Вот об этом надо думать. Хурма здесь ничего не стоит, многие хозяева не собирают ее, она падает и гниет. А в Москве это экзотика, как и инжир. Только транспортировать ее легче. А дозреть она может и на балконе, если положить ее вместе с яблоками в темное место. Научу деда — будет что месяц продавать… Хотя он же тут жил, должен уметь с ней обращаться.
Будет что продавать, ага. Скоро мороз ударит, и плоды превратятся в кашу. Вывод? Нужно запастись хурмой сейчас, пока она дубовая и не испортится. Вот о чем думать надо.
Борясь со страхами, я доехал до домов-коробочек. Возле дома Барика спешился, отметил, что окна все целы, следов перестрелки нет. Огородик, где дозревала капуста и зеленела петрушка, никто не вытоптал. Ну а что я хотел? Борецкий-старший нужен ему живым — допросить и удостовериться, что я не обманул, и Олег Войтенко — действительно предатель.
А дальше что? Тайна, покрытая мраком.
Я вошел в подъезд, тут тоже ничего подозрительного не наблюдалось. Две коричневые дерматиновые двери. Вроде вот эта, справа, вся в наклейках. Палец лег на кнопку звонка. Больше всего я боялся, что никто не выйдет, но донесся шорох, шаги, женский голос прокричал:
— Сережа, наверное, это к тебе.
Выглянул Барик, вскинул брови.
— Ты?
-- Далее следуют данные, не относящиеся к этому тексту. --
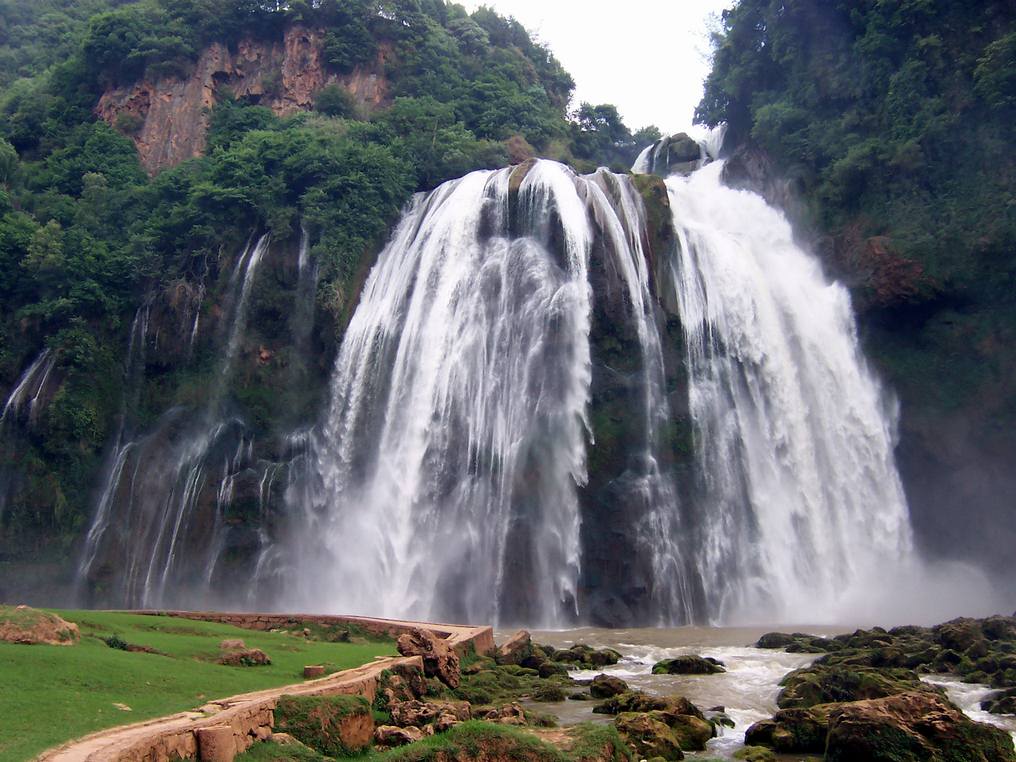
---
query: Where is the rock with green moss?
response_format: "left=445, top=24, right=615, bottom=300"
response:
left=980, top=688, right=1016, bottom=714
left=614, top=712, right=685, bottom=760
left=592, top=691, right=705, bottom=719
left=275, top=696, right=374, bottom=757
left=825, top=691, right=1016, bottom=762
left=589, top=675, right=628, bottom=698
left=652, top=654, right=726, bottom=675
left=734, top=746, right=776, bottom=762
left=776, top=664, right=935, bottom=709
left=648, top=709, right=716, bottom=752
left=745, top=704, right=838, bottom=754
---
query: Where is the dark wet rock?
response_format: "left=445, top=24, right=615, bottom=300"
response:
left=776, top=664, right=934, bottom=709
left=932, top=617, right=985, bottom=652
left=734, top=746, right=776, bottom=762
left=531, top=683, right=567, bottom=703
left=536, top=661, right=568, bottom=680
left=755, top=632, right=797, bottom=648
left=614, top=712, right=685, bottom=760
left=592, top=691, right=705, bottom=719
left=589, top=675, right=628, bottom=698
left=495, top=630, right=538, bottom=665
left=396, top=628, right=461, bottom=688
left=980, top=688, right=1016, bottom=714
left=648, top=709, right=716, bottom=752
left=652, top=654, right=726, bottom=675
left=825, top=691, right=1016, bottom=762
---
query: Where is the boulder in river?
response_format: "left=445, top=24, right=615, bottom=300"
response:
left=589, top=675, right=628, bottom=698
left=776, top=663, right=937, bottom=709
left=614, top=712, right=685, bottom=760
left=652, top=654, right=726, bottom=675
left=745, top=704, right=838, bottom=754
left=825, top=691, right=1016, bottom=762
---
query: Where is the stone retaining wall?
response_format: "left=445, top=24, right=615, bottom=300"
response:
left=124, top=610, right=496, bottom=656
left=37, top=611, right=496, bottom=762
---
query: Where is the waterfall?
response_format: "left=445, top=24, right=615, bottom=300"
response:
left=666, top=156, right=911, bottom=622
left=78, top=234, right=270, bottom=606
left=0, top=348, right=57, bottom=521
left=289, top=162, right=699, bottom=625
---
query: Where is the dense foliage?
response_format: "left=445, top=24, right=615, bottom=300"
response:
left=0, top=0, right=658, bottom=561
left=697, top=0, right=1016, bottom=568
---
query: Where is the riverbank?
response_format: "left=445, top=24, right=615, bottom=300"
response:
left=0, top=611, right=396, bottom=762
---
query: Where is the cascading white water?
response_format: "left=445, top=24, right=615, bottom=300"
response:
left=78, top=234, right=270, bottom=606
left=666, top=162, right=911, bottom=622
left=290, top=163, right=590, bottom=622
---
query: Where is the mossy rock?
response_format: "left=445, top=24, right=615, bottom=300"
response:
left=614, top=712, right=685, bottom=760
left=734, top=746, right=776, bottom=762
left=592, top=691, right=705, bottom=719
left=532, top=683, right=567, bottom=703
left=776, top=664, right=932, bottom=709
left=275, top=696, right=374, bottom=757
left=652, top=654, right=726, bottom=675
left=648, top=711, right=716, bottom=752
left=825, top=691, right=1016, bottom=762
left=745, top=704, right=839, bottom=754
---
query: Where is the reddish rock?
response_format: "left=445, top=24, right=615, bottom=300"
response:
left=96, top=24, right=390, bottom=173
left=374, top=725, right=424, bottom=747
left=397, top=628, right=461, bottom=688
left=484, top=703, right=525, bottom=725
left=197, top=725, right=237, bottom=762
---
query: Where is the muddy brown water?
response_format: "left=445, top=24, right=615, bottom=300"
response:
left=497, top=625, right=1016, bottom=762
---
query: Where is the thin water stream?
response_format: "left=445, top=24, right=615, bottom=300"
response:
left=532, top=625, right=833, bottom=760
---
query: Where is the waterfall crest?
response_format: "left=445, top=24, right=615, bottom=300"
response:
left=666, top=162, right=912, bottom=622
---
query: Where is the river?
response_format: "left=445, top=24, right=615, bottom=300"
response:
left=516, top=625, right=1016, bottom=762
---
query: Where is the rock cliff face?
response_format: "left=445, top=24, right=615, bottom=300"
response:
left=96, top=24, right=389, bottom=174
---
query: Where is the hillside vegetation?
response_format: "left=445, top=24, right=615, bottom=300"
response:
left=0, top=0, right=658, bottom=577
left=697, top=0, right=1016, bottom=569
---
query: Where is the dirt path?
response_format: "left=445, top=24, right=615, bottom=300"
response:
left=36, top=612, right=494, bottom=762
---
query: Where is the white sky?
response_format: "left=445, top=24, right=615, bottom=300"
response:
left=460, top=0, right=732, bottom=133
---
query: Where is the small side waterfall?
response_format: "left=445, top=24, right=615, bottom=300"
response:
left=666, top=156, right=911, bottom=622
left=0, top=348, right=57, bottom=521
left=278, top=162, right=681, bottom=625
left=78, top=234, right=270, bottom=606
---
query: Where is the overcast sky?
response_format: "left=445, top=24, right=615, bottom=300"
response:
left=460, top=0, right=731, bottom=133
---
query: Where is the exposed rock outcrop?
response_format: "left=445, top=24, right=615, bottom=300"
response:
left=397, top=629, right=461, bottom=688
left=652, top=655, right=726, bottom=675
left=0, top=606, right=80, bottom=645
left=96, top=24, right=388, bottom=174
left=825, top=692, right=1016, bottom=762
Привет. Чего это ты?
Фу-ух, живой! И синяк с его лица почти сошел. Захотелось его расцеловать, но я сдержался, задал дежурный вопрос:
— Как дела?
— Да нормально.
Он не приглашал меня в квартиру и сам не выходил, видимо, знал, что я его недолюбливаю, и не знал, как себя вести. Кивком я пригласил его в подъезд, он оглянулся, крикнул:
— Ма, я сейчас. — И вышел в стоптанных домашних тапках, спросил:
— Чего тебе?
Наверное, для гопоты это нормальное общение. Хотелось плюнуть и уйти, но мне надо было разузнать, как обстановка, иначе я поучил бы его правилам хорошего тона.
— Да, вот, хотел тебя пригласить кое-куда, но, видимо, не буду.
— Ой, да ладно, — сказал он примирительно. — Но учти, в школу вонь нюхать не пойду.
— Да мы с пацанами завтра хотим на пикник, думал тебя позвать.
— Че за пикник? Это че ваще?
Господи, он даже слова такого не знает!
— Да за грибами собрались за город. По лесу полазаем, ведерко соберем маслят или боровиков, может, белые попадутся. Поедим, что с собой возьмем, потусуемся, туда-сюда. И мать спасибо скажет, когда грибы с картошкой пожарит.
Его глаза заблестели.
— Хочу! А кто еще будет? Денчик пойдет? Кабан?
— Если захотят. Пойдем, перетрем, — сказал я на его языке. — Тут котами воняет.
Барик пружинистой походкой, как на шарнирах, пошел за мной. Зачем они так ходят: дергаясь, чуть наклонив голову? Маркер принадлежности к социальной группе? Если гопников группа, то они удивительным образом синхронизируются, как голуби или рыба в стае.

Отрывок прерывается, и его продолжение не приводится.